Principal’s welcome
It’s a pleasure to introduce you to St Cyprian’s School.
I hope this offers a glimpse into the dynamic, exciting and creative life of our campus.
St Cyprian’s School for girls is a values-driven family school with a strong sense of identity and an expanded community that includes supportive, engaged parents and strong links with the Anglican Church, and a loyal and involved alumnae body.
Our historic Nooitgedacht campus houses three schools in one, with shared facilities that include a beautiful heritage chapel, the hall and specialist sports facilities. Thus, our girls, aged from three to 18 (Grade 000 to matric) cross paths and interact daily.
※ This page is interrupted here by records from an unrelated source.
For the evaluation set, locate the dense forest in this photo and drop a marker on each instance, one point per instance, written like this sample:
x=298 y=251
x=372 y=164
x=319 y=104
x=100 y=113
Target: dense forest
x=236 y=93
A shared educational vision, devised to shape character, build knowledge, develop skills and prepare our students to face the challenges of a fast-changing world is what distinguishes St Cyprian’s School from the norm. This vision informs our educational approach that supports both the pursuit of excellence and the exploration of possibility.
Our campus, nestled on the slopes of Table Mountain, reflects our heritage roots as well as the excitement of the present and the promise of an extraordinary future.
Our students and staff embody the vibrancy of an engaged and happy learning community, and one can see promise fulfilled as three-year-old school beginners cross paths with 18-year-old school leavers.
I look forward to an opportunity to meet you and tell you more!
Shelley Frayne
School Principal
Our vision
“We teach not for school but for life; we train not for time but for eternity.” This encourages and motivates us to pursue the promise of nurturing students who become values-driven life-long learners and leaders with a mission to make a difference in the world.
Our means –
heritage and faith
At the very heart of our school lies our jewel of a chapel. Our Christian values of Faith, Hope and Love underpin our ethos and inform the culture of the school.
The core values Respect, Integrity, Compassion, Courage and Accountability (RICCA) drive daily conversations between teachers and students, colleagues and peers.
The Bring and Boeka evening is about connection, understanding and community. It is about our girls witnessing how people of different faiths and traditions can gather with openness and generosity of spirit.”
Equity and belonging
True belonging asks something of each of us. It asks for the strength of character that allows us to enter conversations honestly – conversations that shape culture, where our girls are known and genuinely respected and where they, in turn, take on the responsibility of knowing and respecting others.
This is not incidental work. The practices and processes that make belonging real – not just aspirational – are worth our sustained investment.